FIG. 7 is a longitudinal sectional view taken along the line aa in FIG.

FIG. 8 is a plan view showing a semiconductor module according to an embodiment of the present invention.

FIG. 9 is a plan view showing a conventional semiconductor module.

FIG. 10 is a bottom view showing a semiconductor device according to an embodiment of the present invention.

FIG. 11 is a plan view showing a semiconductor module according to an embodiment of the present invention.

FIG. 12 is a bottom view showing a semiconductor device according to another embodiment of the present invention.

[Explanation of symbols]

DESCRIPTION OF SYMBOLS 1 ... Semiconductor device, 2a ... Common external electrode, 2b ... Individual external electrode, 3 ... Substrate, 4 ... Semiconductor chip mounting area, 5a ... Common connection electrode, 5b ... Individual connection electrode, 6a ... Common wiring, 6
b: individual wiring, 7: via hole, 8: wiring (inner layer), 9
... external terminals, 10 ... base, 11 ... semiconductor chip, 12
... bumps, 13 ... underfill, 14 ... internal wiring.

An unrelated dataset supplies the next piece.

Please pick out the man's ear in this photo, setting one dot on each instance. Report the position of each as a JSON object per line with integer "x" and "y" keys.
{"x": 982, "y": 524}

 ──────────────────────────────────────────────────続 き Continuing on the front page (72) Inventor Yozo Saiki 5-20-1, Josuihonmachi, Kodaira-shi, Tokyo Within the Semiconductor Group, Hitachi, Ltd. (72) Inventor Yoshinobu Nakagome Josuihoncho, Kodaira-shi, Tokyo 5-20-1, Hitachi Semiconductor Co., Ltd. (72) Inventor Toshio Kanno 5-20-1, Kamimizu Honcho, Kodaira-shi, Tokyo Within Hitachi Semiconductor Co., Ltd.

Claims (11)

[Claims] 1. A semiconductor device in which external electrodes electrically connected to a mounted semiconductor chip are arranged in rows, wherein the external electrodes are arranged at irregular intervals in the column direction. Semiconductor device. 2. An external electrode comprising a common external electrode and an individual external electrode, wherein an interval between the common external electrodes is wider than an interval between the individual external electrodes.
3. The semiconductor device according to claim 1. 3. The semiconductor device according to claim 1, wherein an interval between the common external electrodes is an integral multiple of an interval between the individual external electrodes. 4. The semiconductor device according to claim 1, wherein said semiconductor chip is a memory chip. 5. In a semiconductor device in which a plurality of columns of external electrodes, in which a plurality of external electrodes electrically connected to a semiconductor chip are arranged at equal intervals, are arranged in a row direction, an external portion of each column of the external electrodes is provided. A semiconductor device having a different number of electrodes. 6. The external electrode includes a common external electrode and an individual external electrode, and the number of external electrodes in the row direction of the common external electrode is smaller than the number of external electrodes in the row direction of the individual external electrodes. The semiconductor device according to claim 5, wherein: 7. The semiconductor device according to claim 5, wherein said semiconductor chip is a memory chip. 8. A plurality of semiconductor devices in which external electrodes electrically connected to a mounted semiconductor chip are arranged in a row are mounted on a substrate, and the external electrodes are electrically connected to connection electrodes of the substrate. In the semiconductor module, the intervals in the column direction of the external electrodes of the semiconductor device are unequal pitches, and wiring is formed on a mounting surface between the connection electrodes of the substrate and the external electrodes. Semiconductor module. 9. The connection electrode includes a common connection electrode and an individual connection electrode, an interval between the common connection electrodes is wider than an interval between the individual connection electrodes, and a wiring is formed between the common connection electrodes. The semiconductor module according to claim 8, wherein: 10. The semiconductor module according to claim 8, wherein an interval between the common connection electrodes is an integral multiple of an interval between the individual connection electrodes. 11. The semiconductor module according to claim 8, wherein said semiconductor device is a semiconductor memory device.